Reliability is not just a matter of specific Kafka features. An entire reliable system needs to be built, including the application architecture, the way applications use the producer and consumer APIs, producer and consumer configuration, topic configuration, and broker configuration. Making the system more reliable always has trade-offs in application complexity, performance, availability, or disk-space usage. By understanding all the options and common patterns and understanding requirements for each use case, more informed decisions can be made regarding how reliable the application and Kafka deployment need to be and which trade-offs make sense.
Guarantees provided by Kafka:
- Kafka provides order guarantee of messages in a partition. If message B was written after message A, using the same producer in the same partition, then Kafka guarantees that the offset of message B will be higher than message A, and that consumers will read message B after message A.
- Produced messages are considered “committed” when they were written to the partition on all its in-sync replicas (but not necessarily flushed to disk).
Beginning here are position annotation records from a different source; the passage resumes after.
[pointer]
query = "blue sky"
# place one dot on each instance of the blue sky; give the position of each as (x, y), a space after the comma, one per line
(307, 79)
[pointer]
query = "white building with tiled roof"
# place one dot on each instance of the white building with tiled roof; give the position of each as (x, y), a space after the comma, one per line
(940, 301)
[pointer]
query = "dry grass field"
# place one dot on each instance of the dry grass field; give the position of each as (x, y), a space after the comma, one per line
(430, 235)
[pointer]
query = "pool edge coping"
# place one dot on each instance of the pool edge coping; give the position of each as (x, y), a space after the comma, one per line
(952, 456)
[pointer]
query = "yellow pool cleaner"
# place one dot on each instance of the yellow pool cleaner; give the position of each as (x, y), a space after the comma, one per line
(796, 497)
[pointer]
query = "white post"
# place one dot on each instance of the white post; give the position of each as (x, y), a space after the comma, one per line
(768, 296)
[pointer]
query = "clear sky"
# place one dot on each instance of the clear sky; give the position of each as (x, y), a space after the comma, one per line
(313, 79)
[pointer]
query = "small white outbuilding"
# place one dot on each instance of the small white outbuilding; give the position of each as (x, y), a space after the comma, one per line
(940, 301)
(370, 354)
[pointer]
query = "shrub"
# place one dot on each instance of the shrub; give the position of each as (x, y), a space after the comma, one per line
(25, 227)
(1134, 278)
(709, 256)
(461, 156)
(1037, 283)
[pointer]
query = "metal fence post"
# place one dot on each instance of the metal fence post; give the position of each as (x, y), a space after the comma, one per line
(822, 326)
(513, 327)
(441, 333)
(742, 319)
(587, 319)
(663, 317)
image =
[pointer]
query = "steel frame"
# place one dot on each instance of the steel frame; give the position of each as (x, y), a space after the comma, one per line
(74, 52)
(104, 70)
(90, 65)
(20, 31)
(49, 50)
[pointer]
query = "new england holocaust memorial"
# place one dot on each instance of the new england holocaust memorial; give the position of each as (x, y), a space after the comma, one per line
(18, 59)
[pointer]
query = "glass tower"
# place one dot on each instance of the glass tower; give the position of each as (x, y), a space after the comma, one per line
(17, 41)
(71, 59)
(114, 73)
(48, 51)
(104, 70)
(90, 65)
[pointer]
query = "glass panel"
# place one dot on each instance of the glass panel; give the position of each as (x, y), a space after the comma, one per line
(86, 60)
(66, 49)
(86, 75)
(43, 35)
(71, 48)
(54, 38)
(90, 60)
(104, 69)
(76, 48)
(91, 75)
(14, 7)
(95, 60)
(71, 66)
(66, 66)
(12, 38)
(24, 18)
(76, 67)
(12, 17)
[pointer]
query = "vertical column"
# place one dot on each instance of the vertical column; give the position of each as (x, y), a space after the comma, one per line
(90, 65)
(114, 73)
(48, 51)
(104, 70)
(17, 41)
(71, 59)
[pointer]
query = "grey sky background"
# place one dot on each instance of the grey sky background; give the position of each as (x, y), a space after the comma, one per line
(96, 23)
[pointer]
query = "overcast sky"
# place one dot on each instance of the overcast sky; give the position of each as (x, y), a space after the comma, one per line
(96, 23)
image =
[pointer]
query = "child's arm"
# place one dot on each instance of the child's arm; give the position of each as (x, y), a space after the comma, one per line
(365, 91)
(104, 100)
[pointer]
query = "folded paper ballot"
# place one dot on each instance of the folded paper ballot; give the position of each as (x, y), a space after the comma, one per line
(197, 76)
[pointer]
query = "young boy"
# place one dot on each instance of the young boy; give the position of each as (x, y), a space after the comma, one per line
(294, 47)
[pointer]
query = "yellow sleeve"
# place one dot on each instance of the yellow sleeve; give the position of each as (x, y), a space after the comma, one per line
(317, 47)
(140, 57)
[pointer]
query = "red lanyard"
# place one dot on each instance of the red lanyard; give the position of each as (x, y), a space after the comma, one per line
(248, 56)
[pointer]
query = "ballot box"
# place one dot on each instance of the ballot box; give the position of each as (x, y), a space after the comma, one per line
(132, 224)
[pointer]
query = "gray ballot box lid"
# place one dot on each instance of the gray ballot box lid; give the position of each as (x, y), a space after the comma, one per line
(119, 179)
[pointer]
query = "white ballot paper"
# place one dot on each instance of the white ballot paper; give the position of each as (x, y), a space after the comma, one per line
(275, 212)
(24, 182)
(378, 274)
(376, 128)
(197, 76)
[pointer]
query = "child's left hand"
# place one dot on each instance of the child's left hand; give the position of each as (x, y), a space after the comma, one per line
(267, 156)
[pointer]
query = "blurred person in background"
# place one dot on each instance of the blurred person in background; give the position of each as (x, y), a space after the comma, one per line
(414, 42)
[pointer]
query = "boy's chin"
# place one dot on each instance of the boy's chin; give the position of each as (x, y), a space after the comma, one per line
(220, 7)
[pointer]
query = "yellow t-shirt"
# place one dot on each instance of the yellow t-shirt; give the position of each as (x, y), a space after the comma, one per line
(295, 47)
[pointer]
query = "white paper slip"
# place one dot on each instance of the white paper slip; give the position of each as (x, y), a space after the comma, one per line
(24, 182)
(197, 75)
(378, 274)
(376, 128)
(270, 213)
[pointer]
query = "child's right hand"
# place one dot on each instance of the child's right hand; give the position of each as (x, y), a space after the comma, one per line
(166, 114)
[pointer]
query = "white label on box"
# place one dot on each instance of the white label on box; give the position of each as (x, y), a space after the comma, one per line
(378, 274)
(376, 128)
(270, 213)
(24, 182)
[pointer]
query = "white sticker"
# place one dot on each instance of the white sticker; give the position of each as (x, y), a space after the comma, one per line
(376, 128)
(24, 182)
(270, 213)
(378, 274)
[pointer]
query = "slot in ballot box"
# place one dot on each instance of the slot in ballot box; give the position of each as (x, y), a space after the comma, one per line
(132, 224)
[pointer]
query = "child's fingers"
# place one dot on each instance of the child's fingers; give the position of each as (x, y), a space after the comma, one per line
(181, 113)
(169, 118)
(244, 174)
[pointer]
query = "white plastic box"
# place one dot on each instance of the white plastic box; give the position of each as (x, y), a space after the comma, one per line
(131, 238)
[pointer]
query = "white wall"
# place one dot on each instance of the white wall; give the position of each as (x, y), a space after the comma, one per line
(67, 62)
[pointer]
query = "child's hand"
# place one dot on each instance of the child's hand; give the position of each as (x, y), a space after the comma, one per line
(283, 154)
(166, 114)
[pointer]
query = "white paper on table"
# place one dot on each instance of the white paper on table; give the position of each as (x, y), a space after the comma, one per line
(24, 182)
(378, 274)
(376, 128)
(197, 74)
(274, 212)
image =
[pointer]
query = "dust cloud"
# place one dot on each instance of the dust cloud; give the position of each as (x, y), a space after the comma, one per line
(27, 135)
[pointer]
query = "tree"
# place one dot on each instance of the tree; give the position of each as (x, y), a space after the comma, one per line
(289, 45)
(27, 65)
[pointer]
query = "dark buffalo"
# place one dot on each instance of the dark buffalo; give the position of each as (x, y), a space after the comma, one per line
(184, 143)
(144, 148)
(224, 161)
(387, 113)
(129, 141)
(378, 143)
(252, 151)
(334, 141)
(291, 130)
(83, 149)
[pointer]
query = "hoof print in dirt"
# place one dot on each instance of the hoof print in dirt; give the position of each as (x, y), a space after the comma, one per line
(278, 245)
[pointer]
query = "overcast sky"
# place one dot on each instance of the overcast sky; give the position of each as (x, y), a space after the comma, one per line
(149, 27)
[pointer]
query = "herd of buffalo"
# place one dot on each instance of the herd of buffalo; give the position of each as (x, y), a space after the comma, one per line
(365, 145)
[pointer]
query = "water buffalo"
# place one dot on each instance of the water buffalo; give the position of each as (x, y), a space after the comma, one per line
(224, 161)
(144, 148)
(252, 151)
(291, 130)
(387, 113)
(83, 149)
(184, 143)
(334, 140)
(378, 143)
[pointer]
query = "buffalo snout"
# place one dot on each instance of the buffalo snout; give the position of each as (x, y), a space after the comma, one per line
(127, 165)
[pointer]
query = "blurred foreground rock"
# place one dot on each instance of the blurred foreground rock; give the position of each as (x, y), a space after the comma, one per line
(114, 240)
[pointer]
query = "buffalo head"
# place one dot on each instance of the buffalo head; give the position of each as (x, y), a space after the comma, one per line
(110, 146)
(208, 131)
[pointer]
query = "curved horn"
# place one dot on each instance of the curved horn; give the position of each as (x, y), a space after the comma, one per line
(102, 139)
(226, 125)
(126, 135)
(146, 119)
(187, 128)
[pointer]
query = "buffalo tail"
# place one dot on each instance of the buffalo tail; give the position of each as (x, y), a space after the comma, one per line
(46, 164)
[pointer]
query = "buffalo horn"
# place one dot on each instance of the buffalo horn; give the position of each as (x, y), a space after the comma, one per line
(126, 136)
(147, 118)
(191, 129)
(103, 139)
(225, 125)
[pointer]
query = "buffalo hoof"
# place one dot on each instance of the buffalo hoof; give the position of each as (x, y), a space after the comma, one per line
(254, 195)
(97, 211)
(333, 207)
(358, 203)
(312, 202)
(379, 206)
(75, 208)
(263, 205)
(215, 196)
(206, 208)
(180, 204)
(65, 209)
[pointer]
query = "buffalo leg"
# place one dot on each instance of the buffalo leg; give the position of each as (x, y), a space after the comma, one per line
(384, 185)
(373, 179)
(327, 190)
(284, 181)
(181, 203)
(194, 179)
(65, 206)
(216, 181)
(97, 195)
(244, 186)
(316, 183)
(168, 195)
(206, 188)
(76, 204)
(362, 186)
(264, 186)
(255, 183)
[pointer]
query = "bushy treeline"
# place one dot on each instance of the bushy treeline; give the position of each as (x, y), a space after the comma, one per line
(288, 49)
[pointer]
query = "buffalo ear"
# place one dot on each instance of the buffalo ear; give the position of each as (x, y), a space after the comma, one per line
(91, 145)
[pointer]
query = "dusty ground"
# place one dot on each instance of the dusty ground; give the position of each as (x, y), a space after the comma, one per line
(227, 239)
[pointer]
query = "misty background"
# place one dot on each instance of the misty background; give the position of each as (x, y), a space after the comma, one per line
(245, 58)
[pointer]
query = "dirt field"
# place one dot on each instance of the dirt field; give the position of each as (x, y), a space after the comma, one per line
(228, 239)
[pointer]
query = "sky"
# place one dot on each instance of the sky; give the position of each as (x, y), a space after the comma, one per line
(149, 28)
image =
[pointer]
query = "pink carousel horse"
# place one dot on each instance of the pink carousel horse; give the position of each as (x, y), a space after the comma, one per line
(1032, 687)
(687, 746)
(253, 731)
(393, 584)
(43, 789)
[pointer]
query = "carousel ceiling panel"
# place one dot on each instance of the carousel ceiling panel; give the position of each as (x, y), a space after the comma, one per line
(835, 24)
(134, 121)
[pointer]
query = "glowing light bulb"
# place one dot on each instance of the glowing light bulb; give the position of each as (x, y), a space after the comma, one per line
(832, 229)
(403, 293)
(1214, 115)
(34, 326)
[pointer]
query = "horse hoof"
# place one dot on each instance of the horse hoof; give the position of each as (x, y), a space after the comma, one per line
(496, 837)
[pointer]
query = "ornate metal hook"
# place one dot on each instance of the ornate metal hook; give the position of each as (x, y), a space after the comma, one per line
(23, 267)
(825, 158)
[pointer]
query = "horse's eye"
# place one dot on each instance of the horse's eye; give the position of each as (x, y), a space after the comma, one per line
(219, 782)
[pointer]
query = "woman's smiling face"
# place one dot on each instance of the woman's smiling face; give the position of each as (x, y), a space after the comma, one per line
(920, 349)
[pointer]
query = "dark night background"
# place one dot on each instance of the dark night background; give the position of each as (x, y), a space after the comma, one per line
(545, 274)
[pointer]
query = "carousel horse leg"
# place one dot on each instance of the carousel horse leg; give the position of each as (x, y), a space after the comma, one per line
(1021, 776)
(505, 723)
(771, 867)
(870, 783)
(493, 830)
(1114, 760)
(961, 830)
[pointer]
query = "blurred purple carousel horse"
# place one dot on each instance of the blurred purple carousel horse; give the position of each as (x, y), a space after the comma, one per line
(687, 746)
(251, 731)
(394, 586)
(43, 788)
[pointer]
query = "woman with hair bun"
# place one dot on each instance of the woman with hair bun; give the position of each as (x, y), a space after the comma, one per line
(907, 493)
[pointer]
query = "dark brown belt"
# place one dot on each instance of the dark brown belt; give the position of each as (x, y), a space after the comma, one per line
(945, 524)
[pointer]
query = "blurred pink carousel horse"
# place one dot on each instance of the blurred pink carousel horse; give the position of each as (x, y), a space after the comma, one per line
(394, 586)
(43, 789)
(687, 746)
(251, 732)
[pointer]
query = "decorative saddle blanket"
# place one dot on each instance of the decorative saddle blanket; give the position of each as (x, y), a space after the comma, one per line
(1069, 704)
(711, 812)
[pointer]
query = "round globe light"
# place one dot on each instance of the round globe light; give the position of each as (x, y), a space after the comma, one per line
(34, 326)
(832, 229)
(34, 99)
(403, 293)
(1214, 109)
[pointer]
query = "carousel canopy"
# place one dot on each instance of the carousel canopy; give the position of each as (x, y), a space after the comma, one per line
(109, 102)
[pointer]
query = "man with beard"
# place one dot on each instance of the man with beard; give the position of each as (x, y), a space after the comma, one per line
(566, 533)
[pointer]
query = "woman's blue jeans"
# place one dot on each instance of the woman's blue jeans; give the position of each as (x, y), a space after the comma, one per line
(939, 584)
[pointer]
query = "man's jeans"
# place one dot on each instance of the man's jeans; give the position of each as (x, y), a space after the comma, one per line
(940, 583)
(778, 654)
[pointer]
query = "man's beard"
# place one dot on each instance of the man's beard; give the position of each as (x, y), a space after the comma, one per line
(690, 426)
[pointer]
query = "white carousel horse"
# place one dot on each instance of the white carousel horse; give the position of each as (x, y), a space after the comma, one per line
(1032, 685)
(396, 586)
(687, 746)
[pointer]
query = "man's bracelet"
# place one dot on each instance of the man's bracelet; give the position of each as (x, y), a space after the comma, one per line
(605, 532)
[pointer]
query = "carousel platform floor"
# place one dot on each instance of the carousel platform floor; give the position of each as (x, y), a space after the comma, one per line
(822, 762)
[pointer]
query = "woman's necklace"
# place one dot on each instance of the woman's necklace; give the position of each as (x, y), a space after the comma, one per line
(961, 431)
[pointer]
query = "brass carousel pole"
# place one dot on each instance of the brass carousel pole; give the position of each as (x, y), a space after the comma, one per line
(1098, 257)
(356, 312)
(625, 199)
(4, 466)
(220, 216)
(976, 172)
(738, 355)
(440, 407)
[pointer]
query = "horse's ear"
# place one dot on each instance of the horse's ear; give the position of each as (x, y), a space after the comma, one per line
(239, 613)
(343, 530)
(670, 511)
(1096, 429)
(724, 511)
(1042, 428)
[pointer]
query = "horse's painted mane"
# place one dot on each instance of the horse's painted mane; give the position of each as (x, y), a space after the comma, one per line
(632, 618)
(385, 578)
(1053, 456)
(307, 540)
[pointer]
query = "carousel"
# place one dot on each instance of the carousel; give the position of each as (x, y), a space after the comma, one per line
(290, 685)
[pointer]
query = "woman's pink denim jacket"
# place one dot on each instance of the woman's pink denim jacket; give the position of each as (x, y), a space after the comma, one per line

Producers can choose to receive acknowledgments of sent messages when the message was fully committed, when it was written to the leader, or when it was sent over the network.
- Messages that are committed will not be lost as long as at least one replica remains alive.
- Consumers can only read messages that are committed.
These guarantees can then be "tweaked" by changing Kafka's configuration, depending on the business needs and trade-offs made taking into account other important considerations, such as availability, high throughput, low latency, and hardware costs.
If we allow out-of-sync replicas to become leaders, we risk data loss and inconsistencies. If we don’t allow them to become leaders, we face lower availability as we must wait for the original leader to become available before the partition is back online.
There are two important things that everyone who writes applications that produce to Kafka must pay attention to:
- Use the correct
acks
configuration to match reliability requirements - Handle errors correctly both in configuration and in code
Some failure conditions under which integration tests can be run:
- Clients lose connectivity to one of the brokers
- High latency between client and broker
- Disk full
- Hanging disk (also called “brown out”)
- Leader election
- Rolling restart of brokers
- Rolling restart of consumers
- Rolling restart of producers
Trogdor, the test framework for Apache Kafka could be used to simulate systems faults.
Burrow, the Kafka Consumer Lag Checking could be useful in helping monitoring of consumer lags.